Santuário cobiçado
Até a carta de Caminha é respeitosa e elogiosa com esses brasileiros que, 500 anos depois, são tratados como massa de manobra
Antes de ir a Belém, para a Cúpula da Amazônia o presidente Lula afirmou em Santarém que a Amazônia não pode se tornar um santuário; antes, pensar nos amazônidas. Falava para uma multidão. Meses antes, entrevistado para ser ouvido na Europa, falava em abrir a Amazônia para a ciência do mundo aproveitar sua biodiversidade, e criticava a derrubada de árvores: “A árvore é de quem mora no planeta terra”. Por mais de uma vez, Lula disse que a Amazônia não é só nossa. Duas platéias diferentes, dois Lulas. E a Amazônia brasileira onde é que fica? Agora, na cúpula, é hora de defender a soberania e o aproveitamento por quem é dono. Suponho que cada um dos chefes de estado - inclusive o Nicolás Maduro - haverá de defender o bem-estar de suas populações amazônicas e depois defender as riquezas naturais da cobiça estrangeira, principalmente de países que já esgotaram suas matas e estão de olho no que está acima e abaixo do chão amazônico.
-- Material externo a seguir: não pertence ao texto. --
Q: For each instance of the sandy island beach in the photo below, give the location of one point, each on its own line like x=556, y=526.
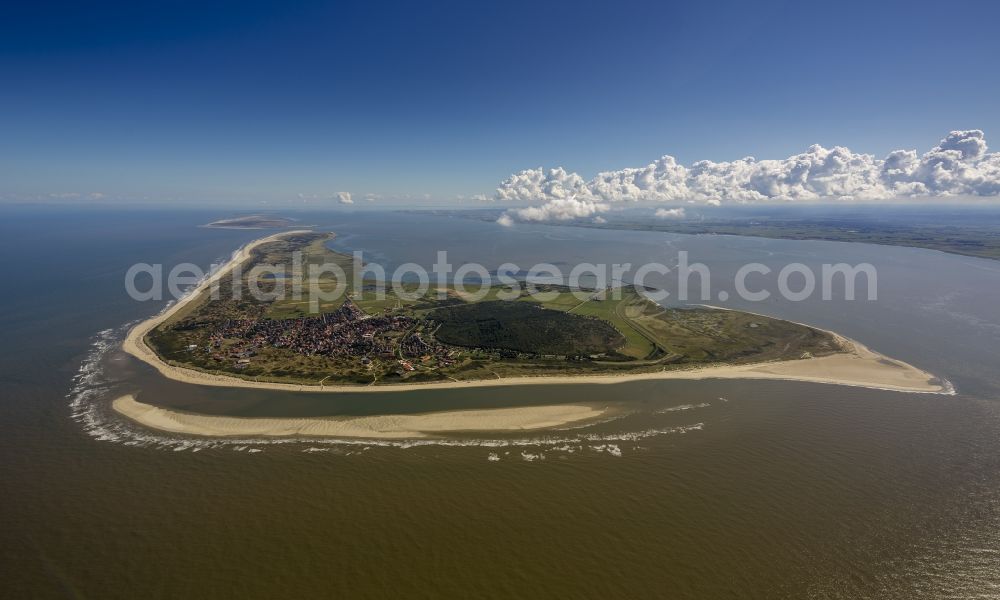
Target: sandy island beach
x=857, y=366
x=376, y=426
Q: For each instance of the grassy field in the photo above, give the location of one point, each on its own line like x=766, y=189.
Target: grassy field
x=586, y=332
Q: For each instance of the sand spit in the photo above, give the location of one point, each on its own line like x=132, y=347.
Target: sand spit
x=857, y=366
x=375, y=427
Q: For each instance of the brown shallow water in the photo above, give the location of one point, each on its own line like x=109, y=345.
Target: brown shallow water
x=780, y=490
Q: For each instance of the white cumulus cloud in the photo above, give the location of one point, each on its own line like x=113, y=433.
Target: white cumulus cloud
x=669, y=213
x=958, y=166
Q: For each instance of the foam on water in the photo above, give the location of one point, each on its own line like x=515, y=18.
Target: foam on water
x=92, y=391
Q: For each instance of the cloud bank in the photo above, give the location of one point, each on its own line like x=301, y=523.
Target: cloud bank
x=958, y=166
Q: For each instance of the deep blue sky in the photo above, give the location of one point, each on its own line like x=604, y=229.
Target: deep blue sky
x=249, y=101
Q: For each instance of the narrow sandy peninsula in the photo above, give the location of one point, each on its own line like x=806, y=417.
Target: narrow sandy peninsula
x=856, y=365
x=378, y=426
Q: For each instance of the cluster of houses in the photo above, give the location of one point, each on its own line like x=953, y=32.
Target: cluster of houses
x=345, y=332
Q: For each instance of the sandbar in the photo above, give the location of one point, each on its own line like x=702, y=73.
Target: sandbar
x=423, y=425
x=856, y=366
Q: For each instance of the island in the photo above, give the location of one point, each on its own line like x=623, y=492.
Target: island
x=251, y=222
x=366, y=340
x=372, y=339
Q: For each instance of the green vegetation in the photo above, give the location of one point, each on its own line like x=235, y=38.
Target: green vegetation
x=520, y=327
x=373, y=335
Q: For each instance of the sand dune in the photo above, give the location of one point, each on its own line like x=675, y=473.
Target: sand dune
x=857, y=366
x=378, y=426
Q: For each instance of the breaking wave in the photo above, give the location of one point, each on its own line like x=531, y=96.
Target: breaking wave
x=90, y=407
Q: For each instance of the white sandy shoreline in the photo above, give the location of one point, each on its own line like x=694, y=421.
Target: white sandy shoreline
x=422, y=425
x=858, y=366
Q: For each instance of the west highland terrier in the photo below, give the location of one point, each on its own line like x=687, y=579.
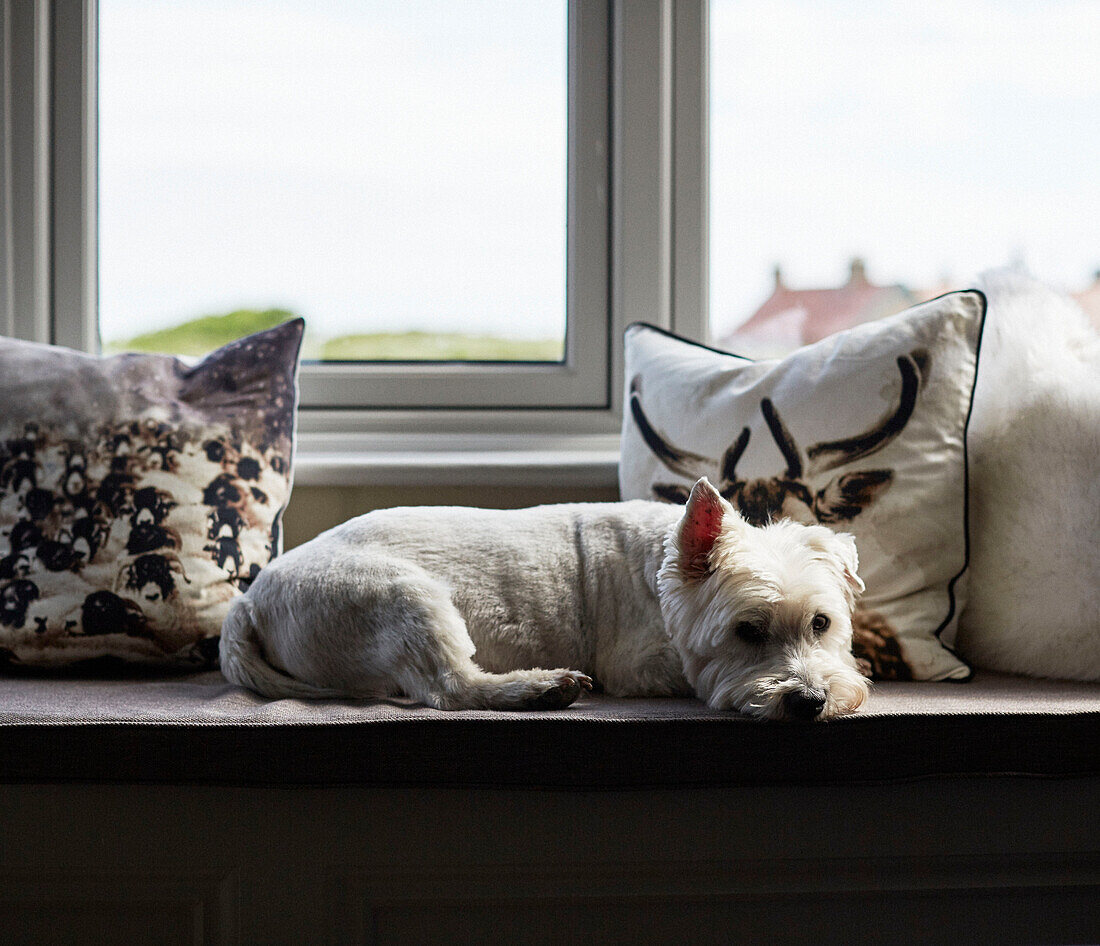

Pergunto se os representantes dos governos da região percebem que as campanhas estranhas ao continente sul-americano querem dizer exatamente que não devemos usar o que é nosso, porque eles haverão de precisar um dia.
A CPI das ONGs tem revelado que esses interesses já estão estabelecidos firmemente no nosso território amazônico. Semana passada um depoimento mostrou uma ONG impedindo comunidade indígena de ter eletricidade e internet. Será que pretendem conservar essa parte do povo brasileiro para mostrar na Europa, como em outros tempos? Até a carta de Caminha é respeitosa e elogiosa com esses brasileiros que, 500 anos depois, são tratados como massa de manobra. Impedir a integração é facilitar a entregação. À exceção de uns poucos brasileiros indígenas que ainda vivem isolados, todos os demais querem compartilhar dos mesmos serviços que atendem aos brasileiros.
O contrário é um apartheid étnico. A integração pode muito bem manter os costumes, as comidas, as tradições, dando saúde, ensino e oportunidades de autonomia econômica e renda. A amazônia brasileira, como o país inteiro, é uma mistura de sangues. Domingo fez 121 anos que o gaúcho Plácido de Castro pegou em armas para que o Acre deixasse do Bolivian Syndicate para ser brasileiro; os soldados da borracha vieram do Nordeste no esforço de guerra e hoje integram a genética dos ribeirinhos; os paulistas vieram com a Zona Franca; o Exército misturou ainda mais o sangue original no leque genético nacional. A Amazônia é Brasil. Há 400 anos, Pedro Teixeira subiu o rio para tirar os espanhóis da nossa amazônia; no Império, Mauá, com sua Companhia de Navegação, afastou o conceito da US Navy de que o Rio Amazonas seria parte do sistema Mississipi-Missouri. E hoje, o que nacionalistas como Monteiro Lobato, Arthur Reis, Osny Duarte Pereira, Leonel Brizola diriam dos políticos atuais, que recebem com ingenuidade a evidente cobiça mundial sobre a amazônia que é Brasil?
Convidados para a reunião em Belém, estrangeiros da Alemanha, Noruega e França, “que tradicionalmente apoiam projetos e iniciativas na Amazônia” - como explica nota do Itamaraty. O governo explica que foram convidados “organismos multilaterais e entidades financeiras internacionais, com o objetivo de buscar novas parcerias nesta nova etapa da cooperação amazônica”. Em 2013, o Rei da Noruega estava hospedado numa aldeia Yanomami, a convite da Fundação da Noruega para a Floresta Tropical. O Comandante Militar da Amazônia só soube por informação do pelotão que estava fora da reserva. Territórios indígenas podem ter relações diretas com outros países? Seria por isso que não querem que brasileiros de sangue indígena se integrem à Pátria? E por que não há esse interesse estrangeiro “ambiental e social” em relação ao Nordeste, onde vive muita gente na pobreza e com carência de investimentos?